What to do on completion day!

Sunday, 19 February 2017

If you’re buying a house then completion day is the most exciting part of the entire process. This is the day when you officially become the owner of the house and get your keys! You can start painting, move your furniture in, and start planning exactly how you want it. But there's a few things you should be prepared to sort out first…

Get the locks changed
How many people did your vendors give their keys to? Both sets of parents so there were plenty of spares available? The decorator who painted the hallway 3 years ago? A lodger that stayed for three months, and their replacement? There could be a dozen copies of your front door, back door, shed padlock and garage keys scattered around, and you have no idea who has them.

Therefore when it comes to completion day you should make sure you have the phone number of a local locksmith who can come round and change the locks for you. I phoned someone who was able to come out for “emergencies”, but I had to wait 2 hours before he could get there. Since this was our first time buying I had no idea what time completion would be sorted by, otherwise I would have booked someone to come out for a specific time.

If you know you can get to the house quite quickly, and you know you’ll have completed by early afternoon, then you can phone around and book for the locks to be changed later that day. We paid around £150 for two locks to be changed, which from what I’d read elsewhere is pretty average in terms of cost, and was well worth it for peace of mind.

Read your meters
Before you start firing up the boiler and switching on all the lights, take meter readings. The main two are gas and electricity, but if your new home has a water meter (they’re becoming increasingly common) then you’ll need to check that as well. The quickest, easiest way to do this is to get your phone out and take a couple of snaps of the meters. That way you have a visible record of the numbers, and you can submit the readings a few days later without feeling like you need to rush.

Your property information form from the vendors should state who the current provider is. You can then phone them, submit the readings, and then you have the option to change supplier over the coming weeks. Our vendors were landlords who’d held the place at arm’s length, so our form didn’t indicate who the energy provider was. “Luckily” for us there was a pile of post waiting on the doorstep, including a collection of demands relating to an unpaid bill from the energy provider, so we instantly knew who to contact with our readings. If you don't know, and don't have an unpaid bill waiting for you, there are phone numbers online that you can call to find out who the supplier is.

Be prepared to clean
Even if your vendors are lovely people and you’ve developed a decent rapport with them, chances are you’ll still want to clean the place when you get in. This could be giving the bathroom a scrub, wiping round the kitchen before you set up the kettle, or running around with a hoover. In our case the house clearance people our vendors had hired had decided to dismantle a wardrobe in the master bedroom, and had left thousands of fragments of MDF scattered across the carpet.
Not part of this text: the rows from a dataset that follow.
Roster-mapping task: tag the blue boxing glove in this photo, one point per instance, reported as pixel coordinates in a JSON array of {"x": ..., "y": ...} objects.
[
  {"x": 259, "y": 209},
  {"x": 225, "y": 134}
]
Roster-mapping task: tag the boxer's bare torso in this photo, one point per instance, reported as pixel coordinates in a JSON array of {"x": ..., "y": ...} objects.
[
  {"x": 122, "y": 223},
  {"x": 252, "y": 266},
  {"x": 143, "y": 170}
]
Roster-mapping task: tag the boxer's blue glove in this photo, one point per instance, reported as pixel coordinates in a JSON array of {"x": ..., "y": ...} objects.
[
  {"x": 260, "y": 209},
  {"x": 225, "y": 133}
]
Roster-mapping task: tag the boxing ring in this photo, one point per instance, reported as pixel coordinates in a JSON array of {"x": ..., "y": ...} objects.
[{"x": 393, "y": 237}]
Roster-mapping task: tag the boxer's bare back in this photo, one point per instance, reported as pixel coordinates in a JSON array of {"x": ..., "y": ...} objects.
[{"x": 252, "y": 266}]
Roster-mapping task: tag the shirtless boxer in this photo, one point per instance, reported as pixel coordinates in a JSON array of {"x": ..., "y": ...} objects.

You should also be prepared to clean simply because your vendors don't HAVE to clean before they hand the keys over. As long as they don't cause damage to the house (for example, smashing all the windows or knocking chunks of plaster out of all the walls) you can't legally demand that they leave the place spotless. They'll be in a rush to get to their new place, just as you're in a rush to get in. Make yourself a box of essential cleaning products (washing up liquid, Dettol, toilet cleaner, sponges, cloths and Marigolds) to keep in the car, along with your hoover if you have space. Then if the place isn't quite how you'd like it you have all the things you need on hand and easily accessible.

We hoovered up the MDF fragments. After we'd picked up 12 screws and 5 nails.

This is the most important part! Get a takeaway and pop open the bubbly, or put the kettle one. You’re in, the house is yours, and you can start doing all that decorating you’ve been planning for the past few months!